Ángel de Quinta es profesor de alumnos norteamericanos en la Universidad de Sevilla. Licenciado en Historia del Arte, imparte las asignaturas de Historia Cultural de España, Novela y Cine y Cine Contemporáneo Español, entre otras. Su formación se mueve entre la historia, la literatura y el cine, sus principales pasiones. Es autor del libro de texto Lecciones de Cultura y Civilización Española (Ed. Diada, 2013), y es también un apasionado del teatro musical. Ante el estreno de Company, espectáculo de teatro musical producido y protagonizado por Antonio Banderas y que supone la reapertura del Teatro Albéniz, nos ha cedido amablemente un texto que ha escrito sobre la obra.

 

 

Company, en el Teatro Albéniz

 

 

Por Ángel de Quinta

 

No es bueno que el hombre esté solo. ¿O sí? Esta es la premisa de la que nació uno de los mejores musicales contemporáneos (cuando decimos contemporáneos nos referimos a todo lo que ha venido después de Irving Berlin, Jerome Kern o Rodgers & Hammerstein), una obra maestra del recientemente desaparecido Stephen Sondheim, bueno, una obra de Stephen Sondheim, porque maestras son todas.

Es también el punto de partida del segundo gran musical que hace un año presentó Antonio Banderas en el malagueño Teatro del Soho, después del exitoso A chorus line (y la lista no ha empezado nada mal), uno de los shows más repuestos y versionados de Broadway que ahora llega a Madrid, a lo grande, de nombre Company. Y no llega a cualquier teatro, viene a reinaugurar el recién rescatado Teatro Albéniz. ¿Se te ocurre mejor idea para reabrir un viejo teatro amenazado por la piqueta urbanística? ¿Una mejor ocasión para volver a alzar un telón caído hace casi veinte años?

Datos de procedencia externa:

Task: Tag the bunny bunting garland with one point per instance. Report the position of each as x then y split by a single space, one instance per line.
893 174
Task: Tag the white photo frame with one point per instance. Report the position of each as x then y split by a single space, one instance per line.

George Furth fue un dramaturgo norteamericano que escribió una comedia con diversos sketches sobre el matrimonio y sus des-ventajas, una obra de teatro coral en la que se irían desgranando historietas de parejas en horas altas y bajas, vamos, sobre parejas, así en general. Por azares de la vida este material cayó en manos de Stephen Sondheim, que ya tenía en su haber las letras de Gypsy y West Side Story más la composición completa de uno de sus hitos, A funny thing happened on the way to the forum (el Golfus de Roma que recientemente hemos visto en La Latina) y de una de sus joyas fallidas, Anyone can whistle, encendiendo la llamita de un posible proyecto musical sobre la idea original de Furth. O tal vez fue su amigo y productor de sus mayores éxitos Harold Prince el que vio el enorme potencial que había en este texto. Lo cierto es que, igual que de pronto van y se conjugan Mercurio, Júpiter y Saturno, Prince, Furth y Sondheim se juntaron dando a luz una comedia musical única por diferentes motivos.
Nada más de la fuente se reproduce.